Each year, AFT members give back to the community that hosts the biennial convention, and this year that means busloads of people volunteering at Summer Dreamers Academy, a public school enrichment program designed to prevent “summer slide” for Pittsburgh students. Volunteers—including AFT President Randi Weingarten, Secretary-Treasurer Lorretta Johnson and Executive Vice President Mary Cathryn Ricker—read aloud to campers, built “book nooks” with themes such as social justice, diversity, health and careers; wrote miniature book reviews and participated in other hands-on activities with campers from kindergarten through eighth grade.
“It’s one of the things AFT does so well— giving back,” says Sharon Baker, president of the TOTEM Association of Educational Support Personnel in Anchorage, Alaska, as she sorted through books for preschoolers. “This is an integral part of being in a union, because you are a part of the community,” agreed Sandra Thompson, TOTEM’s vice president. “Giving back to the area you’re visiting, but also your own community, is important. It lets people know what we’re all about.”
The Summer Dreamers Academy, a six-week summer camp held at four campuses throughout the city, is open to all Pittsburgh public school students, from rising kindergartners through rising eighth-graders. Campers are selected on the basis of how at-risk they are for summer slide—that well-known phenomenon when students forget what they’ve learned over the last school year and lose momentum for their continued education. Mornings at camp are dedicated to academics, and afternoons to enrichment programs supplemented by community partners.
The book nooks AFT volunteers created will serve the children during the school year as well. Nurses from Oregon and Washington state set up the one themed around health and wellness, with neatly sorted books, cutout photos and descriptions of women in healthcare professions, and cozy beanbag chairs and rugs.

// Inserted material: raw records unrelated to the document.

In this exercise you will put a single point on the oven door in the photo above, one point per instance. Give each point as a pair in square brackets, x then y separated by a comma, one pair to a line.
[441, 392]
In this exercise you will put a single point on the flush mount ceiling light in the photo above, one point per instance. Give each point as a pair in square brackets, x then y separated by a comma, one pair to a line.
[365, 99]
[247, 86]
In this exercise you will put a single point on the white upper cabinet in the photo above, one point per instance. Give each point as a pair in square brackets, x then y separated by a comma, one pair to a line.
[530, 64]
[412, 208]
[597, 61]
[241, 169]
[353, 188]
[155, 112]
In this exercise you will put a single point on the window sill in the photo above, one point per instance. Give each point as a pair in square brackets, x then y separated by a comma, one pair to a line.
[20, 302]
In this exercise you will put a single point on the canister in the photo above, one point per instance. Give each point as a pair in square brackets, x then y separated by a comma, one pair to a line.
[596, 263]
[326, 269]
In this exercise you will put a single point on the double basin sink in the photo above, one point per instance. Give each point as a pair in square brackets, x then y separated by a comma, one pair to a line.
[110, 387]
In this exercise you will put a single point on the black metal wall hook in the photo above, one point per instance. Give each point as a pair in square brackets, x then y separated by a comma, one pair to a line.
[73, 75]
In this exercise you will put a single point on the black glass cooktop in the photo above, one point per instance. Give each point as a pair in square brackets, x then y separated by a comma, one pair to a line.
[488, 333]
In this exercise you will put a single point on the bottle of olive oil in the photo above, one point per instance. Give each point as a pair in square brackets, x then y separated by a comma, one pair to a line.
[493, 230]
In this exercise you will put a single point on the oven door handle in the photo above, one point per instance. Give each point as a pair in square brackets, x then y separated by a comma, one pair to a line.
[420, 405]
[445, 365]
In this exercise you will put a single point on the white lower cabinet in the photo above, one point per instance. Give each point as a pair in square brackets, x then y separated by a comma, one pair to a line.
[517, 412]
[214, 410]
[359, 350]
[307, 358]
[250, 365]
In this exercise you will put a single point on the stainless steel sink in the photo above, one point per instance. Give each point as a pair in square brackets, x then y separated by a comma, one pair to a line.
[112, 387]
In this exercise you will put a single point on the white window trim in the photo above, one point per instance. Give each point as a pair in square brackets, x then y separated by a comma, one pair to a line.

Members from the Guam Federation of Teachers and the U.S. Virgin Islands set up nooks celebrating diversity, with a bulletin board framed in children’s photographs from different ethnicities. A social justice nook featured heroes like Frederick Douglass, César Chávez and Harriet Tubman.
“This is the best part of convention,” says Dianna Hess, of the Oregon School Employees Association, who loves that it directly connects the convention with the children so many AFT members serve. “The children are really the only reason we work.”
Members who couldn’t make it to the pre-convention event were also able to contribute to the community, and donated new baby items for families in need. The donations and activities are an extension of the AFT’s regularly programmed community service work, which has been extended to convention participants. Members can donate funds for books, school supplies and basic-needs items to students, teachers and school staff still recovering from the hurricanes in the U.S. Virgin Islands, using the AFT/First Book Essentials for Kids Fund; and donate to Operation Agua, which continues to provide essential clean drinking water to Puerto Rico, where families are still struggling to recover from the storms.